When I have fears that I may cease to be
Before my pen has gleaned my teeming brain,
Before high-pilèd books, in charactery,
Hold like rich garners the full ripened grain;
When I behold, upon the night’s starred face,
Huge cloudy symbols of a high romance,
And think that I may never live to trace
Their shadows with the magic hand of chance;
And when I feel, fair creature of an hour,
That I shall never look upon thee more,
Never have relish in the faery power
Of unreflecting love—then on the shore
Of the wide world I stand alone, and think
Till love and fame to nothingness do sink.
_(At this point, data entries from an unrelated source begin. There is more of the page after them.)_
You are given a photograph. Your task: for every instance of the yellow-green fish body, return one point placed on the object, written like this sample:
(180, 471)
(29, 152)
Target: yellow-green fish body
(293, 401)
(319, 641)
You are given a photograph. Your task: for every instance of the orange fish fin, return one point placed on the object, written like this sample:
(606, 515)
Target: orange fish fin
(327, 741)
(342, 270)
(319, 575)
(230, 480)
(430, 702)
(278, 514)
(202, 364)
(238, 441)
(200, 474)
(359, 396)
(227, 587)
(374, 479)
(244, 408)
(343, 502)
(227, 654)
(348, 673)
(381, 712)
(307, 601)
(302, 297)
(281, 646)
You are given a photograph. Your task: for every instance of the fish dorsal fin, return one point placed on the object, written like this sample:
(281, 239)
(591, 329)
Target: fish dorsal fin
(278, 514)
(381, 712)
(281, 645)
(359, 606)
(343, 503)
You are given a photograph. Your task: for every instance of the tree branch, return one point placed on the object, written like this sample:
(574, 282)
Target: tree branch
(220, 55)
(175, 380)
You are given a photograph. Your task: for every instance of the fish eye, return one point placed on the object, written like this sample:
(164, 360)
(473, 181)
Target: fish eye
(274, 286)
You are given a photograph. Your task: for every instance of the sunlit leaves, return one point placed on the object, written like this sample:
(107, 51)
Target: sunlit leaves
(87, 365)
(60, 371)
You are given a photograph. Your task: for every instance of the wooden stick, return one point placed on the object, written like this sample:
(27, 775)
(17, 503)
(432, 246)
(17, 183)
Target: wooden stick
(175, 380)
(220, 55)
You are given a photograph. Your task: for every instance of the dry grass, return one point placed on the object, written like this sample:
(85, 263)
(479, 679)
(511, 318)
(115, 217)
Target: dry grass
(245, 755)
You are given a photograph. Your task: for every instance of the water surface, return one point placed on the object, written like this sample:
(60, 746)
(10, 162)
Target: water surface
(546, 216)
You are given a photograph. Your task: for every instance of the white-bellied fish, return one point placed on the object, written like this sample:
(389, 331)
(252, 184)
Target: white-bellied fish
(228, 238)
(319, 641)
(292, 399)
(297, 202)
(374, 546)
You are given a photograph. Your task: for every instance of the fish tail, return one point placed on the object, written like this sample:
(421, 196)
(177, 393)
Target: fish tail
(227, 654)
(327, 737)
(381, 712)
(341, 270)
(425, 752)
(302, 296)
______________________________

This sonnet by John Keats is written in iambic pentameter, with a rhyme scheme of ABAB CDCD EFEF GG. The poem is about Keats’ fears of dying while young. Considering that he eventually died at the age of 25, these fears were not misplaced.

Lines 1 – 4:

When I have fears that I may cease to be
Before my pen has gleaned my teeming brain,
Before high-pilèd books, in charactery,
Hold like rich garners the full ripened grain;

This stanza expresses the Speaker’s worry that he will die before he completes all of the work of writing of which he has inside himself. Keats uses harvesting language throughout the stanza – “gleaned,” “teeming,” and “ripened grain,” viewing his own talent as a fruitful field in need of gathering.

Here, the worry is not so much death, but what death’s early arrival might prevent.

Keats was so certain that he would die unknown, and unremembered, that his epitaph states that his name “was writ in water.” Ironically, though, he is among the English language’s most well-remembered poets.

Lines 5 – 8:

When I behold, upon the night’s starred face,
Huge cloudy symbols of a high romance,
And think that I may never live to trace
Their shadows with the magic hand of chance;

In the second stanza, Keats fears that he might stop seeing the natural world. These things – the sky in particular – are his muses and he worries that his early death would cause him not to see these things and thus limit his artistic output (“never live to trace.”)

Lines 9 – 14:

And when I feel, fair creature of an hour,
That I shall never look upon thee more,
Never have relish in the faery power
Of unreflecting love—then on the shore
Of the wide world I stand alone, and think
Till love and fame to nothingness do sink.

Traditionally in a sonnet, the “turn” occurs at line 9 and we see something like that happening here. The Speaker shifts his focus and concern from maximizing his own writing ability, and becoming well-known in that regard, onto the love he would miss if he died young. Line 9 begins with “And” indicating that this is a separate, newly named fear.

The couplet upon which the piece ends are an interesting – though somewhat bleak – summation. With those two anxieties in mind, he feels alone. The language he uses, stretching from the end of Line 12 into Line 13, is “then on the shore
Of the wide world I stand alone.” The image here is of someone existing in a state of limbo between an oceanic abyss of death on one side, and the world ahead where life an love and success might occur. In that limbo, he becomes separate and distant from the desires he worries over. In a sense, it feels as though he has died young, before he has actually died.